La crise ministérielle : déclaration de Mendès France

16 juin 1954
02m 36s
Réf. 00028

Notice

Résumé :

Cinq jours après la fin du débat parlementaire sur l'Indochine, et à la veille de son discours d'investiture, Pierre Mendès France, qui vient de remplacer Joseph Laniel à la présidence du Conseil, est interviewé par Jacques Perrot.

Type de média :
Date de diffusion :
16 juin 1954
Source :

Contexte historique

Après la chute du gouvernement Laniel, Pierre Mendès France est investi président du Conseil le 18 juin 1954. Soutenu par le nouvel hebdomadaire L'Express, qui mobilise l'opinion en sa faveur, Pierre Mendès France, qui a failli accéder à la présidence du Conseil en mai 1953, apparaît après la défaite de Diên Biên Phû le seul homme capable de sortir la France du bourbier indochinois. Il faut dire qu'il a déjà, à maintes reprises, pris publiquement position sur la question.

Dès 1950 en effet, les difficultés allant croissant en Afrique du Nord et en Indochine, il se pose en "procureur parlementaire et en Cassandre de presse", selon l'expression de J.-P. Rioux [article "Pierre Mendès France", in Dictionnaire historique de la vie politique française, J.-F Sirinelli (dir.), PUF, 1995]. A chaque débat parlementaire s'élève, lucide et impérieuse, la voix de "PMF", selon le surnom que lui donne L'Express, pour rappeler que "gouverner, c'est choisir".

Eve Bonnivard

Éclairage média

Recevant dans son bureau de la rue du Conseiller-Colignon une équipe de télévision, Pierre Mendès France expose aux spectateurs du journal télévisé les "difficultés de l'heure" et l'"état d'esprit" dans lequel il entend y faire face. Pour Mendès France, tout gouvernement issu de la volonté populaire se doit d'expliquer directement aux citoyens les principes de l'action, les méthodes et les activités de l'exécutif. Dans cette perspective, le journaliste, ici Jacques Perrot, n'exerce pas un rôle critique mais sert de faire-valoir ; il est là pour recueillir une déclaration solennelle. Piètre orateur, PMF s'exprime sur un ton monocorde en lisant ses notes. C'est incontestablement un homme de radio, où sa voix fait merveille.

A partir du 26 juin 1954, il inaugure ainsi ses fameuses causeries radiophoniques du samedi, inspirées des fire-side chats de Roosevelt. On remarque l'exhibition des moyens techniques (plan sur le caméraman donnant le signal du début de l'enregistrement), un procédé caractéristique du journalisme télévisuel de l'époque.

Eve Bonnivard

Transcription

(Silence)
Journaliste
C'est demain donc que M. Pierre Mendès France se présente devant l'Assemblée Nationale pour solliciter son investiture.
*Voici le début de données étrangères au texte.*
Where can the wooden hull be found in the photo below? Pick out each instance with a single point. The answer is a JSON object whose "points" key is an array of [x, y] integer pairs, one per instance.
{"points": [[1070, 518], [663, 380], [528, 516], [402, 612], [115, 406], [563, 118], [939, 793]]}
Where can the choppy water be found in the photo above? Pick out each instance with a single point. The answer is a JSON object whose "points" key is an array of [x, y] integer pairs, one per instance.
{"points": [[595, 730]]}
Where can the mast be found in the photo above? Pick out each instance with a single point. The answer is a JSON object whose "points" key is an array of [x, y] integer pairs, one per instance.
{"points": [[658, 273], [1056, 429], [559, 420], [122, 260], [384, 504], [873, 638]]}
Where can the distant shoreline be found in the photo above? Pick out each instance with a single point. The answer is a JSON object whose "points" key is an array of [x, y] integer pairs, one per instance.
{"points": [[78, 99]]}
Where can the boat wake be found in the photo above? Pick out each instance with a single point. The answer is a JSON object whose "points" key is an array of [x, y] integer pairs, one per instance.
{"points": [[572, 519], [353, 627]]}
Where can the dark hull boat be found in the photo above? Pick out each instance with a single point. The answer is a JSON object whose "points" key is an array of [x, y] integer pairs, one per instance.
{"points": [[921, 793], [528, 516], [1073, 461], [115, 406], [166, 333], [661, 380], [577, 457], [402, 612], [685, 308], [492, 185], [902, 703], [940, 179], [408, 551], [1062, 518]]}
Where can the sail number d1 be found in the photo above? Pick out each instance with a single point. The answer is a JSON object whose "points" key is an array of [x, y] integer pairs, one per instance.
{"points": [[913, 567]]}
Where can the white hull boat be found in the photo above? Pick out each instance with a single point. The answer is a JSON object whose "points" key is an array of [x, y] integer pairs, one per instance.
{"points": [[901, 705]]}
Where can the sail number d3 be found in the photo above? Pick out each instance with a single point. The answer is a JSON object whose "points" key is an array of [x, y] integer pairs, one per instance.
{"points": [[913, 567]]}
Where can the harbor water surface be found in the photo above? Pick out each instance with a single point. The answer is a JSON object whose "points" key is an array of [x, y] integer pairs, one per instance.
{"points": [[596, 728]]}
Depuis trois jours, Monsieur le président, vous avez eu de nombreux entretiens, vous mettez actuellement la dernière main à votre déclaration ministérielle, est-ce que vous pourriez ce soir nous faire en quelque sorte le point de la situation ?
Pierre Mendès-France
A la veille du jour où je vais me présenter devant l'Assemblée Nationale, je suis heureux de pouvoir dire aux spectateurs du journal télévisé les difficultés que je rencontre et l'état d'esprit dans lequel j'entends y faire face. Le problème à la fois le plus grave et le plus immédiat, qui est présent à tous nos esprits et qui se pose en termes dramatiques au futur chef du gouvernement quelqu'il soit, c'est celui de l'Indochine. J'entends tout mettre en oeuvre pour parvenir à une solution prochaine. Il n'est plus temps de s'appesantir sur les erreurs passées. Il faut maintenant rétablir la paix ; une paix de compromis, une paix honorable. J'affirme que cela est possible. En attendant, bien entendu, il faut assurer la sécurité du corps expéditionnaire et je suis persuadé que tout le monde sera d'accord pour que soient prises les mesures nécessaires. Le but principal de ma déclaration d'investiture sera de clarifier les graves problèmes que nous avons à traiter, non celui de l'Indochine dont… non seulement celui de l'Indochine dont je viens de parler, mais ceux qui se posent en Tunisie, au Maroc, et au sein de cette Europe nouvelle qui se construit ; et il faut aussi consolider l'alliance occidentale minée par des malentendus qui seront aisés à dissiper dans une franche et loyale explication. J'espère donc que, loin de buter comme cela est le cas trop souvent sur ce qui divise les Français, le débat de demain nous permettra de dégager ensemble les solutions qui rapprochent, qui unissent et qui ainsi préparent le redressement du pays.